“Sellafield
avait disparu des gros titres ces dernières années, après des décennies
marquées par les accidents nucléaires, l’incompétence de la
direction, l’usine à gaz
commerciale et la gabegie bureaucratique.” Mais voilà que le vieux site
nucléaire britannique revient sur le devant de la scène, indique The Telegraph, qui revient sur l’histoire du complexe dans un article titré “Why Sellafield costs us all a bomb”. Le démantèlement du site avait été confié en 2008, pour
80 milliards de livres [107 milliards d’euros] à un consortium privé, Nuclear Management Partners (NMP), qui regroupait l’américain URS, le britannique Amec Forster Wheeler et le français Areva. Ce consortium
était censé apporter “une expertise de classe mondiale” et “en finir
avec des décennies d’inaction, souligne le New Scientist,
citant le ministre de l’Energie de l’époque, Mike O’Brien. Mais, pour The Independent, NMP s’est montré aveugle, il a
ignoré les faits et les problèmes du site et a
persisté à donner des délais plus qu’optimistes malgré les
avertissements répétés des experts.Sept ans après la signature du contrat, la mission est donc retirée au consortium.
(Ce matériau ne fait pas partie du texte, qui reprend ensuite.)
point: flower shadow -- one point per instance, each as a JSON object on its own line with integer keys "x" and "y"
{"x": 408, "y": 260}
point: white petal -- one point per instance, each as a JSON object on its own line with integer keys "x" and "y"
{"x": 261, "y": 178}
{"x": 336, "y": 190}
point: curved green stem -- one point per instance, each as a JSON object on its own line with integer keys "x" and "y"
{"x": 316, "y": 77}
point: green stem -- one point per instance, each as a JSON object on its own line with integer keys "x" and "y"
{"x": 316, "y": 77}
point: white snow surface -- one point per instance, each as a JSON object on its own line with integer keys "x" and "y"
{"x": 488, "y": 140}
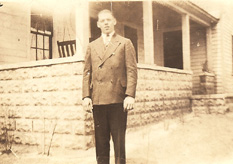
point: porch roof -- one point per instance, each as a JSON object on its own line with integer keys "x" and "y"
{"x": 195, "y": 12}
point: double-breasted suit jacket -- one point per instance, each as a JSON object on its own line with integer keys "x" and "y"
{"x": 110, "y": 74}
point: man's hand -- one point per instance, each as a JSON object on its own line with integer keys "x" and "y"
{"x": 87, "y": 104}
{"x": 129, "y": 103}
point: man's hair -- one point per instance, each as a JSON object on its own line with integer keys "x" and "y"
{"x": 106, "y": 11}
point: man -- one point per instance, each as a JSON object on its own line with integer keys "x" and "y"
{"x": 109, "y": 87}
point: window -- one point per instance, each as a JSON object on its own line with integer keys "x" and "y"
{"x": 173, "y": 55}
{"x": 131, "y": 33}
{"x": 95, "y": 31}
{"x": 41, "y": 35}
En cause, selon The Telegraph : “Trop de retards accumulés et des surcoûts atteignant des niveaux
stupéfiants.” Il revient donc à l’Etat de démanteler Sellafield, via
la Nuclear Decommissioning Authority (NDA). Accidents et scandales
C’est
une nouvelle péripétie dans l’histoire chaotique de ce complexe
nucléaire. Ce site de 10 kilomètres carrés, sur lequel ont travaillé jusqu’à 10 000 personnes, est situé en Cumbrie, dans le nord-ouest de l’Angleterre, près
de la mer d’Irlande. Il comprend notamment une usine de traitement des
combustibles usés sur laquelle une fuite de matière radiactive a mis
huit mois à être détectée en 2005, une usine de production de MOX (un
combustible nucléaire recyclé), un réacteur graphite-gaz, une usine de
traitement des combustibles, plusieurs unités de production
d’électricité ou de combustible à l’arrêt et un site militaire. Et
surtout un centre de stockage de déchets nucléaires. Le tout en piteux état. “Sellafield a besoin d’aide, indique le New Scientist. Il va pourtant falloir attendre cinq ans de plus pour que l’un
des sites les plus dangereux du monde, sur lequel sont stockés des
déchets qui datent de l’aube de l’ère nucléaire, soit démantelé.” On
parle maintenant d’un nettoyage à l’horizon 2030 pour les premières
parties du complexe qui devraient être traitées.Une bombe à retardementPendant ce temps n’importe quel incident sur ce site en grande partie
à l’abandon pourrait larguer à nouveau des matériaux radioactifs dans
l’atmosphère du Royaume-Uni et au-delà, ajoute le magazine scientifique
britannique. Les 4 bassins de stockage et les îlots de Sellafield
contiennent des centaines de tonnes de déchets correspondant à soixante
ans d’exploitation. Des déchets qui remontent même à la fabrication de
la première bombe nucléaire britannique dans les années 1950 et 1960. 130
tonnes de plutanium, inutile et très dangereux, datant de la création du complexe et de la production de matériau pour la bombe nucléaire
britannique dans les années 1950 et 1960, sont stockées à Sellafield, où le béton des bâtiments craque de toute part, où des liquides se répandent dans le sol, où les gaz produits par la corrosion font courir
des risques d’explosion. Et où chaque mois supplémentaire sans intervention coûte des millions de livres aux contribuables britanniques, souligne The Independent.